Adult Onset Vitiligo: Multivariate Analysis Suggests the Need for a Thyroid Screening.

Background. There are limited epidemiological studies evaluating the effect of age at onset on disease features in vitiligo. Objectives. To identify factors associated with adult onset vitiligo in comparison with childhood onset vitiligo. Patients and Methods. We retrospectively collected medical records of 191 patients. Such records included clinical examination, personal and familial medical history, laboratory evaluations, concomitant vitiligo treatment and drug assumption. Results. 123 patients with a disease onset after the age of 40 (adult onset vitiligo) were compared with 68 patients who developed vitiligo before the age of 12 (childhood onset vitiligo). Multivariate analysis revealed that personal history of thyroid diseases (P = 0.04; OR 0.4), stress at onset (P = 0.002; OR = 0.34), personal history of autoimmune thyroid disease (ATD) (P = 0.003; OR = 0.23), and thyroid nodules (P = 0.001; OR 0.90) were independently associated with adult onset vitiligo, whereas family history of dermatological diseases (P = 0.003; OR = 2.87) and Koebner phenomenon (P < 0.001; OR = 4.73) with childhood onset vitiligo.

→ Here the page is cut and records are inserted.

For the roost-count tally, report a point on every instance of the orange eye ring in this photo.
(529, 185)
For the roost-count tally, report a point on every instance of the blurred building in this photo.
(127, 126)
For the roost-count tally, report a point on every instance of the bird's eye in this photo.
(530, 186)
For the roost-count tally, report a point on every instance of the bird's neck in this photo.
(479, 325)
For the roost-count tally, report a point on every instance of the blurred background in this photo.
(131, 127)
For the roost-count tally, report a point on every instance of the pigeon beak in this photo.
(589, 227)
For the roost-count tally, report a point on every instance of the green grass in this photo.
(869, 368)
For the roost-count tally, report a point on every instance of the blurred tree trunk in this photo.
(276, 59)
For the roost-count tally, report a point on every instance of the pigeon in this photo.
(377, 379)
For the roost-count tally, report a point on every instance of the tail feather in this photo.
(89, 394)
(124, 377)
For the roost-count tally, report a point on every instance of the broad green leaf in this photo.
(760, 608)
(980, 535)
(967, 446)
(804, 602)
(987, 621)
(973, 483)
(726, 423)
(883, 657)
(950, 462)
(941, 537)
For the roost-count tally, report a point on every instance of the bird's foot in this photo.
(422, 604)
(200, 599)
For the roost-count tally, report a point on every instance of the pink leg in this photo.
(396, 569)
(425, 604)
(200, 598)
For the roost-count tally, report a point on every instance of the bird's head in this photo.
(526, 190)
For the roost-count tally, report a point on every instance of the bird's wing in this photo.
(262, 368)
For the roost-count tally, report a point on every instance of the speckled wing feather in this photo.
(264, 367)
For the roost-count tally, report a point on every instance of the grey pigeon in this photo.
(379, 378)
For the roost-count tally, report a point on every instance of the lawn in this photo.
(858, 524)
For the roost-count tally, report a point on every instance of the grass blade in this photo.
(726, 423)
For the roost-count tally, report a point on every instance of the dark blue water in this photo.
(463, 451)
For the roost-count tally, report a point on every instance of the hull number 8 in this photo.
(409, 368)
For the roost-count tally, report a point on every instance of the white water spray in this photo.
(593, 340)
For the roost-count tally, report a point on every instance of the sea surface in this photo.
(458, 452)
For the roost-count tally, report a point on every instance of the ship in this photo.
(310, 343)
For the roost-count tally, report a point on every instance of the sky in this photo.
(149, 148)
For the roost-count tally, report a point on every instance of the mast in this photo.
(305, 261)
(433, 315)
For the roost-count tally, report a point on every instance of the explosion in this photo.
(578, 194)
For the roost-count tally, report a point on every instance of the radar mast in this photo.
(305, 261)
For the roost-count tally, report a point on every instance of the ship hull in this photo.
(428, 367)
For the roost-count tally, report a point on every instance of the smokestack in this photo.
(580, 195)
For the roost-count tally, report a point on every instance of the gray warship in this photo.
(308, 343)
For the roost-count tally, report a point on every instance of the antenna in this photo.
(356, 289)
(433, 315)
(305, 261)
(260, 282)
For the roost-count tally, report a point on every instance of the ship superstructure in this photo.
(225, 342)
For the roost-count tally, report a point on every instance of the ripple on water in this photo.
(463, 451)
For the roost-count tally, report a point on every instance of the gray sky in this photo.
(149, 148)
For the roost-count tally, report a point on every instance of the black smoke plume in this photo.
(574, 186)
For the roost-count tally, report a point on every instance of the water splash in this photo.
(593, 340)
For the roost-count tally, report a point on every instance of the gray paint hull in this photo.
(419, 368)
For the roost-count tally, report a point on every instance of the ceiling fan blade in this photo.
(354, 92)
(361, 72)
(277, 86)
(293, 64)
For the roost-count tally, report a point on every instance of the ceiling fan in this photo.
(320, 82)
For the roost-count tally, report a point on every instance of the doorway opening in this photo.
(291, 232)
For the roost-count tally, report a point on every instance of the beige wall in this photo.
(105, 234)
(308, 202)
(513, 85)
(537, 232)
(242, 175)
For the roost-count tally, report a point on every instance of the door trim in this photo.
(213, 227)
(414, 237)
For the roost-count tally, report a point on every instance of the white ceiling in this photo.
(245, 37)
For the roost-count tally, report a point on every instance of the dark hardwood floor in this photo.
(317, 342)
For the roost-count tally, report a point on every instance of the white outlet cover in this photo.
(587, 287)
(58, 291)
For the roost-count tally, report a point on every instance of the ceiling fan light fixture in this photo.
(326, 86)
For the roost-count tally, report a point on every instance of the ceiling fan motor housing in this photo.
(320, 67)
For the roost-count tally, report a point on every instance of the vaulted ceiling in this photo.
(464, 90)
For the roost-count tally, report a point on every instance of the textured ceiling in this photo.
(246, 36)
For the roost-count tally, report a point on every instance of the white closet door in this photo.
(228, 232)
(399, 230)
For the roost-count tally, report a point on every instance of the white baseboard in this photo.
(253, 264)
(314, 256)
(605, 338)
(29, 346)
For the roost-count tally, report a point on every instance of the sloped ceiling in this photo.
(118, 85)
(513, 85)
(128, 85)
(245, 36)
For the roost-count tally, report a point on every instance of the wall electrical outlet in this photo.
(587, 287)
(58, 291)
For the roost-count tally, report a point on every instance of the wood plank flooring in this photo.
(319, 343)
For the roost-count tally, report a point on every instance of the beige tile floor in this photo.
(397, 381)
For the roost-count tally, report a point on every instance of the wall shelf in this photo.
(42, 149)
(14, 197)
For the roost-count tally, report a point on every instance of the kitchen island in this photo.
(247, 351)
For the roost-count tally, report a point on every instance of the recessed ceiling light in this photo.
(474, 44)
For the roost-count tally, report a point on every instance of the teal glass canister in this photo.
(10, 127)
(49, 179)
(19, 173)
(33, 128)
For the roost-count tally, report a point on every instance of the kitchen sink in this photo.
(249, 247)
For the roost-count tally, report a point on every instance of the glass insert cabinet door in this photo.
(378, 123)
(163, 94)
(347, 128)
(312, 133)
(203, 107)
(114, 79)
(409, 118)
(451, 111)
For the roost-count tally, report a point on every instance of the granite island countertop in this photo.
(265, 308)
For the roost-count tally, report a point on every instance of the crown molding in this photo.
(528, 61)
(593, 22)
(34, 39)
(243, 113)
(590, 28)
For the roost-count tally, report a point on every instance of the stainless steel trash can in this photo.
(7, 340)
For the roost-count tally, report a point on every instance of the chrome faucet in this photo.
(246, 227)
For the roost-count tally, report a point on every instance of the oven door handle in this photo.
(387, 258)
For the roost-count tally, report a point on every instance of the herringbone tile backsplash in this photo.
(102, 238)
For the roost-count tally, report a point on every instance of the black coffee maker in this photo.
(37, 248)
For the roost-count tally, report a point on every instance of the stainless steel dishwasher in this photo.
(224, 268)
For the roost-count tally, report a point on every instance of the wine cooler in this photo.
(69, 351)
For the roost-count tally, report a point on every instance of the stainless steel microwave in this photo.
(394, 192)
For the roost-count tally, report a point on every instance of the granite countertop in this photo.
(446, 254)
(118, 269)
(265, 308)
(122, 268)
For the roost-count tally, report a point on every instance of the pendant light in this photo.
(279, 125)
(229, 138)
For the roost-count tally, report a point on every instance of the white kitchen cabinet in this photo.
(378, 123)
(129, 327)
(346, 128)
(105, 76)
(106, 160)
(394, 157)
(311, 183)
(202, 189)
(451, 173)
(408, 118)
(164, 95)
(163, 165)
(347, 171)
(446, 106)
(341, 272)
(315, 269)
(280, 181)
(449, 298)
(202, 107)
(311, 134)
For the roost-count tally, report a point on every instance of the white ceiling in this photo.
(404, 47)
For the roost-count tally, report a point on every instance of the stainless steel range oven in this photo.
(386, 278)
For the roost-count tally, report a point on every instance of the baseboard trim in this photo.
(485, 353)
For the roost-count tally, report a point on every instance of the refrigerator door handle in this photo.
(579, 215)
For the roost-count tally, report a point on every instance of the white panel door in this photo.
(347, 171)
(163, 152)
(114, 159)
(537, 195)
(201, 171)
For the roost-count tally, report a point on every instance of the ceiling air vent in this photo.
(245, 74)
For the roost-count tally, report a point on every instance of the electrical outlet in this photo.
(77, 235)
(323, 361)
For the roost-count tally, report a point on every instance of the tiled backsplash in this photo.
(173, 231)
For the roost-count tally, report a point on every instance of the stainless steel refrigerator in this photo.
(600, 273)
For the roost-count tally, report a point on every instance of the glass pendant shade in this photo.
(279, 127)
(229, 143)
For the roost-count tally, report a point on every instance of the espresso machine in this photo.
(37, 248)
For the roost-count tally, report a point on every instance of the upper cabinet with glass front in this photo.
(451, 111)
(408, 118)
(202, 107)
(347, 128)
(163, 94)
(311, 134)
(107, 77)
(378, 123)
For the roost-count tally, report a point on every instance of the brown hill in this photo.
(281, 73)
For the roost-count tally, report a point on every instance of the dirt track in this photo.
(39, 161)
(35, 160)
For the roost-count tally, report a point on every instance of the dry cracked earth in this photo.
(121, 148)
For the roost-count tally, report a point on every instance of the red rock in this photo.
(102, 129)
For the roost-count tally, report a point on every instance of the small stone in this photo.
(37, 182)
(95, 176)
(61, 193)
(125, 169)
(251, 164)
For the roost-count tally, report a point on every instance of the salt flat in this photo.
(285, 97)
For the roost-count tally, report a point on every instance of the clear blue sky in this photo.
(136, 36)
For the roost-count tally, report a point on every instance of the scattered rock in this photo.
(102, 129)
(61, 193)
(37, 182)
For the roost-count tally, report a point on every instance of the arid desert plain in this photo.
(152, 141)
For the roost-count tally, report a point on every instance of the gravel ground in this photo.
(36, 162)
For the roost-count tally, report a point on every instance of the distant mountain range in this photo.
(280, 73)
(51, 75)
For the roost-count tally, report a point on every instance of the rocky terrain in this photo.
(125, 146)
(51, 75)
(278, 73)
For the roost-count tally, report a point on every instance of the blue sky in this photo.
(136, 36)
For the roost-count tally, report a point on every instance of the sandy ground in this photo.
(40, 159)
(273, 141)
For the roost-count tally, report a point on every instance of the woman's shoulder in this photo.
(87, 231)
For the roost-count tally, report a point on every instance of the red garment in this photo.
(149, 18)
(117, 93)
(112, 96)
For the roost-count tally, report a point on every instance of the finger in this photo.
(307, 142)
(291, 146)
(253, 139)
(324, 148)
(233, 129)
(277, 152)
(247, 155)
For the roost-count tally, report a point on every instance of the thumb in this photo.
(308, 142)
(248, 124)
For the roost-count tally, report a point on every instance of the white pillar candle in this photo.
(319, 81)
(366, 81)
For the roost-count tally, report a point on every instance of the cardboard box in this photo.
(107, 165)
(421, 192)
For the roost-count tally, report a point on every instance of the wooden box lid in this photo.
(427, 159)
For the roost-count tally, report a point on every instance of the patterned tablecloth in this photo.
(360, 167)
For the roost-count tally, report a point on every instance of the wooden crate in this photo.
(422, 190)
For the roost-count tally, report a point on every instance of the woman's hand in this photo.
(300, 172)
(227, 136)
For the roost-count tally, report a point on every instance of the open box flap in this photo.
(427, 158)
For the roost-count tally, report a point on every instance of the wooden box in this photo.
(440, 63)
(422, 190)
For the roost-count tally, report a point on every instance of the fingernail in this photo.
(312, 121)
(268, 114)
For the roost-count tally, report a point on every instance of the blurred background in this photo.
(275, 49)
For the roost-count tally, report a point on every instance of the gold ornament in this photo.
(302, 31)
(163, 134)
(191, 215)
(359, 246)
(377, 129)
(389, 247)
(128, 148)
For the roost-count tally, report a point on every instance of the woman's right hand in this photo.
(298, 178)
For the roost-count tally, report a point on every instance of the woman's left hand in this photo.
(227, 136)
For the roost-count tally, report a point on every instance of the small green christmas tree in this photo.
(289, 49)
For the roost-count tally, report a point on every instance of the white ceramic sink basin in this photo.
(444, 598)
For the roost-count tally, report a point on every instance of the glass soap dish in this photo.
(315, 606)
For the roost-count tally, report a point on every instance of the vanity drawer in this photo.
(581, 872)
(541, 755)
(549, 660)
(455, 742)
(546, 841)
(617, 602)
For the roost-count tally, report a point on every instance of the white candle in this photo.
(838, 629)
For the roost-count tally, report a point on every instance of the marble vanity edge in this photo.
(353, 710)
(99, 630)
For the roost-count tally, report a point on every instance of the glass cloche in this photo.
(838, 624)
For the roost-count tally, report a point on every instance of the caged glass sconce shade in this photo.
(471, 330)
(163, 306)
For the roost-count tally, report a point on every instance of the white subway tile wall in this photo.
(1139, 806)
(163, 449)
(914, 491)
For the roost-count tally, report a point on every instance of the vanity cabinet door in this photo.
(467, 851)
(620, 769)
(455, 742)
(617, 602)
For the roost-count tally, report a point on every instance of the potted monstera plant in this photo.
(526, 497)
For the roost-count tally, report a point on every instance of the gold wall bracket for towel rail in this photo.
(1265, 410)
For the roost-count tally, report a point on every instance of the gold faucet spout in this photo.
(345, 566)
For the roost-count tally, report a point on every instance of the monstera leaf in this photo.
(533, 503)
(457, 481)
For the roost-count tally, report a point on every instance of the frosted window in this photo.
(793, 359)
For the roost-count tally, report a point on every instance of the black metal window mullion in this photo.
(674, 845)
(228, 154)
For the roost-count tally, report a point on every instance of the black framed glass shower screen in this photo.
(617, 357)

Moreover, in the adult onset group, concomitant thyroid disease preceded vitiligo in a statistically significant number of patients (P = 0.014). Conclusions. Childhood onset and adult onset vitiligo have different clinical features. In particular, ATD and thyroid nodules were significantly associated with adult onset vitiligo, suggesting that a thyroid screening should be recommended in this group of patients.

1. Introduction

Vitiligo is a chronic acquired pigmentary skin disorder, clinically characterized by well-defined asymptomatic white macules, which are the result of a loss of functional melanocytes in the epidermis. It is considered the most common pigmentary disorder, affecting 0.1–2% of the world population, with no sexual or racial preference [1].

Vitiligo can appear at any age, but it has been most frequently observed in the first two decades [2].

In particular, it tends to appear before the age of 10 in about 25% of the patients [3, 4]. However, a disease onset during adulthood is a common condition as well [5], even if to date only few studies [6, 7] have described the clinic profile of adult onset vitiligo.

We herein present the results of a retrospective observational study comparing the clinical characteristics of adult and childhood onset vitiligo through univariate analysis and multivariate conditional logistic regression.

2. Patients and Methods

We retrospectively collected medical records of 500 consecutive patients diagnosed with vitiligo attending the Florence University specialized vitiligo outpatient service between June 2010 and June 2013. Patients with vitiligo arisen between the ages of 12 and 40 years were excluded from the study. The remaining 191 patients were divided into two groups, according to the age at onset of the disease: the adult onset group including 123 patients with a disease onset after the age of 40 and the childhood onset group including 68 patients, both children and adults, having a disease onset before the age of 12 years.

The study design was conducted according to the Declaration of Helsinki principles and informed consent was obtained from each patient.

2.1. Medical Assessment

Medical records included clinical examination, personal and familial medical history, laboratory evaluations, and concomitant vitiligo treatment and drug assumption.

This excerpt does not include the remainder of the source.